Employers and employees out of sync on mental health issues

by John Hilton03 Nov 2016
There are significant differences in the priorities of Australian employees and employers when it comes to workplace health and wellness, according to a workplace study by leading life insurer MetLife.
 
The study found employers don’t place as much importance on health issues such as depression (6% employer v 32% employee ranking) and stress and anxiety (11% employer v 29% employee ranking) – even though these are all key concerns for employees.

The Employee Benefit Trends Study (EBTS) involved 300 Australian company managers and over 500 Australian full-time employees towards key employee benefit trends and issues.

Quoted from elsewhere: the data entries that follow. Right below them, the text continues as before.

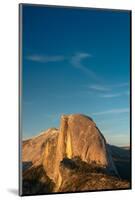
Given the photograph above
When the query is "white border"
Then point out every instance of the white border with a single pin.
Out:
(9, 97)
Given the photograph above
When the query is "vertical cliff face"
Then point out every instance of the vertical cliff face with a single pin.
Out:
(78, 136)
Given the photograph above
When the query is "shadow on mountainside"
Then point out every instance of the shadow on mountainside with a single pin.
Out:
(121, 158)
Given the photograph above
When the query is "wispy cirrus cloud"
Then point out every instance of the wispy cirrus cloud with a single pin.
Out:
(99, 88)
(121, 84)
(112, 111)
(107, 88)
(45, 58)
(113, 95)
(76, 61)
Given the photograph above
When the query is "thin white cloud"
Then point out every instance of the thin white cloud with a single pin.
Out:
(113, 111)
(45, 58)
(76, 62)
(121, 84)
(100, 88)
(113, 95)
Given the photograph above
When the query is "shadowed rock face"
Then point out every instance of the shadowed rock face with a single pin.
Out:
(78, 136)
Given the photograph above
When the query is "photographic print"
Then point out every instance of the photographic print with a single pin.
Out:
(75, 99)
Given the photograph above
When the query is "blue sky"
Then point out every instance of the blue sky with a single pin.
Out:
(76, 61)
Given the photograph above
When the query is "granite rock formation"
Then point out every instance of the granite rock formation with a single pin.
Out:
(77, 137)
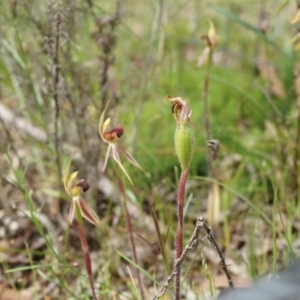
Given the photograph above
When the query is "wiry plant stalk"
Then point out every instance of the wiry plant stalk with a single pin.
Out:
(87, 258)
(213, 195)
(57, 21)
(179, 231)
(130, 232)
(192, 244)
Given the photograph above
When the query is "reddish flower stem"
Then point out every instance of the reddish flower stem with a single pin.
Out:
(87, 258)
(130, 232)
(179, 232)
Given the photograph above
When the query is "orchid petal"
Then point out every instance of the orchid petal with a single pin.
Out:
(90, 215)
(117, 159)
(106, 158)
(71, 213)
(103, 124)
(68, 180)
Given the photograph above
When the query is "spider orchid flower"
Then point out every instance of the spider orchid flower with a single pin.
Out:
(110, 138)
(78, 206)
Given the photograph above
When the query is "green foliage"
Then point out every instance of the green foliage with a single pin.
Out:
(156, 48)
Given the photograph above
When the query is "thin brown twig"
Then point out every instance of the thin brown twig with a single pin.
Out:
(213, 241)
(58, 21)
(192, 244)
(130, 232)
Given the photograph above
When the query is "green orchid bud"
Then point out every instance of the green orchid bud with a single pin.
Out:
(184, 143)
(185, 133)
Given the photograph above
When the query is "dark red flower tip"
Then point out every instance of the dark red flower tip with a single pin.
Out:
(119, 131)
(84, 185)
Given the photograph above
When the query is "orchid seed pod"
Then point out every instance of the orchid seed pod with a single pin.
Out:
(185, 133)
(185, 144)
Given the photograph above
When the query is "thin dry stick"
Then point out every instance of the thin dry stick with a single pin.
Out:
(58, 21)
(130, 232)
(192, 244)
(213, 241)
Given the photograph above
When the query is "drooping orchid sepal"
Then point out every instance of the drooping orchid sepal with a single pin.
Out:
(79, 208)
(109, 137)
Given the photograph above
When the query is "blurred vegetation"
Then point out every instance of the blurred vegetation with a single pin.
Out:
(134, 53)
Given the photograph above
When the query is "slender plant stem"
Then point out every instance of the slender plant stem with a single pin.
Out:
(58, 21)
(84, 244)
(130, 232)
(179, 231)
(206, 111)
(192, 244)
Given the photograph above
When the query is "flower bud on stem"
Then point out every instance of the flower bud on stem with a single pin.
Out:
(184, 148)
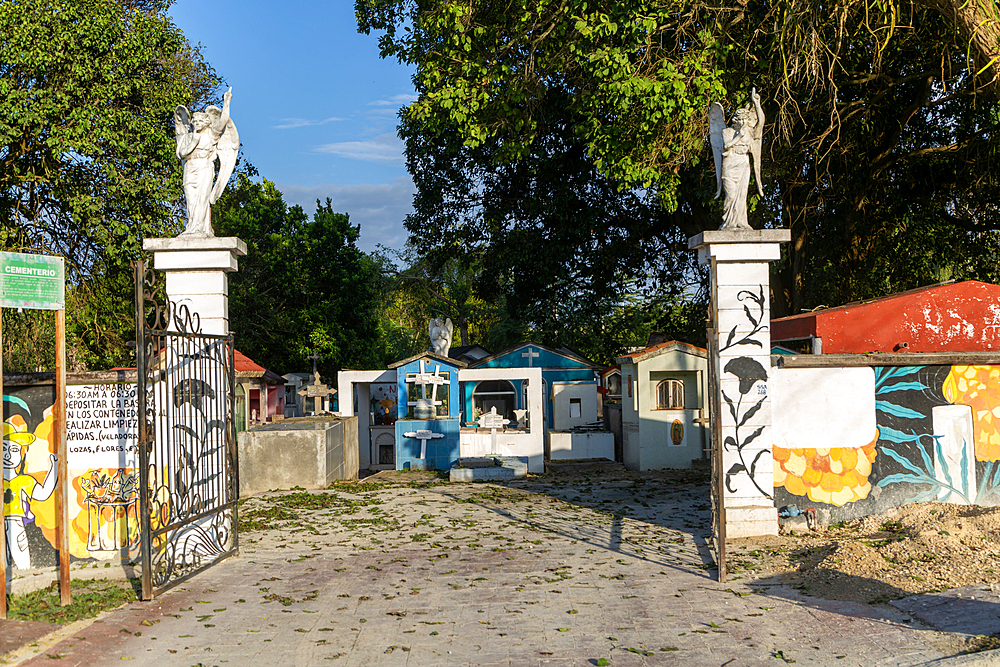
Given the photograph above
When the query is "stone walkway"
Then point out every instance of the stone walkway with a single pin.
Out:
(560, 574)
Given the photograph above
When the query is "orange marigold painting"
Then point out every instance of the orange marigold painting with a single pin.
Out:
(835, 476)
(979, 388)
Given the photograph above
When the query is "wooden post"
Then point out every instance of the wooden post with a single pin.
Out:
(3, 519)
(59, 431)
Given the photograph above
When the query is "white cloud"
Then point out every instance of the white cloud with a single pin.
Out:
(290, 123)
(378, 207)
(395, 100)
(383, 148)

Australian employers were asked what the greatest health fears for their staff were and they responded by ranking medical problems (88%) over their emotional health (69%) and lifestyle issues (62%).
 
This contrasted with the fact that 84% of Australian workers worry more about their emotional wellbeing, compared with 70% who are concerned with medical issues.
 
MetLife Australia CEO, Deanne Stewart said it was crucial for employers to align their benefits with employee interest and identify ways to create a more inclusive, human-centred work environment.

“As working hours grow longer, and associated stress and anxiety is on the rise, employers need to acknowledge employees’ mental health concerns and address these head on,” said Stewart.
 
“While it’s encouraging to see more employers offering health and wellness programs, our research shows that these are often misaligned to staff needs.”

The results also found employers recognise the benefits of offering wellness programs to staff, include increased staff retention, employee engagement and improved productivity.
 
However, the most widely offered health and wellness programs, such as flu shots (42%) and employee assistance programs (42%), did not have a high correlation with what employees are interested in (21% and 23%, respectively).

Offering solutions to improve mental health and overall wellbeing could be a major opportunity for Australian employers, according to the research.
 
Second only to salary, a reduction in work stress is an important motivator (31%) for Australians looking for a new job.

Stewart added that in a fiercely competitive employment market, companies need to stand out and do all they can to attract and retain top talent.
 
“This might mean considering benefit solutions that focus on improving staff resilience, relieving work stress and providing mental health programs that offer support in the workplace,” Stewart.
 
“These types of initiatives can help to build a more positive workplace which can in turn boost staff satisfaction and overall productivity.”